Code generation - the good, the bad & the ugly

Code generation is something we tend to do for years in some cases:

1. Protocol generation when we have deterministic logic, for example generation of stubs from IDL/Schema (CORBA, Soap, gRPC)

2. Boilerplate projects - Using Yeoman generator, it is much familiar in frontend project when we need to craft together many tasks like transpiling, minifying.. Etc

3. Macros are programmatic code generation, even in C++ when we use #define, we use it as a function and the result will be written as code on build phase.

4. I even saw cases where people generates code from UML. Luckily it was very long ago in late 90s.

The good:

In some cases code generations comes to improve our velocity and to hide our pain. It makes our life easier.

In the IDL use case, it hides the pain of generating structs and buffers. And we let the user to use the most fundamental way to use the protocol by only creating new objects and calling methods.

In boilerplate project, we increase the development velocity, developer does not need to remember how to set the linter, how to wire the beans into the infrastructure and so. And as we use more and more tools we just add them to the boilerplate projects and people just get it.

Around 10 years ago i was involved in a project written in C++, The server exposed TCP/IP interface which defined in “.h” file made of multi dimensional structs, so we wanted to have top layer Restful (It was not called Restful on that days) Api, so we did some code generation from the C++ header file into Java implementation using NIO, it was pretty cool and we were able to increase velocity and exposed more and more deep granular API without changing the core server.

The bad:

Boilerplate project is evolving inherently, but old clients cannot get the changes, the boilerplate generators are good for projects that are new. And it is purely code duplication, strict violation of DRY with all meaning.

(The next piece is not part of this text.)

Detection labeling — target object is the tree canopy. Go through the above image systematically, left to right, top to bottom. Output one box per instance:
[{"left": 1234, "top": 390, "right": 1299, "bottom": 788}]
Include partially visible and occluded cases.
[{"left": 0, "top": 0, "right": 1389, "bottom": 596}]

If we introduce bug in the boilerplate generator the bug will be reproduced in every language.

Another problem with kind of projects, it sometimes not clear enough where is the generated code and where is the customized code per project.

For IDL based code generation, the generated code might also introduce code duplication, sometimes bad naming, it is not fun to debug into generated code with bad names. And when we generate code we want to support plenty of functionality, so sometimes those libraries generate a lot of noise when we want to solve small problems.

Also due to the fact that it is kind of meta programming, it is much harder to apply good design principles.

The Ugly:

In boilerplate project developers gets high velocity, they run single command line and the get full blown project, the downside is that developer treat is as black box and it will be harder for them to learn and deep dive into the internals. It is a mgic.

Another compelling reason for the ugliness is the fact that with boilerplate we hide the pain of complexity for wiring the application, and it is big smell, and by that reason we will not find time to fix the infrastructure, because it is “not painful” anymore.


Development velocity is crucial, we need to be fast and sharp, react to pain and hide it as long as we understand that boilerplate projects are smell that our library need to be more simple.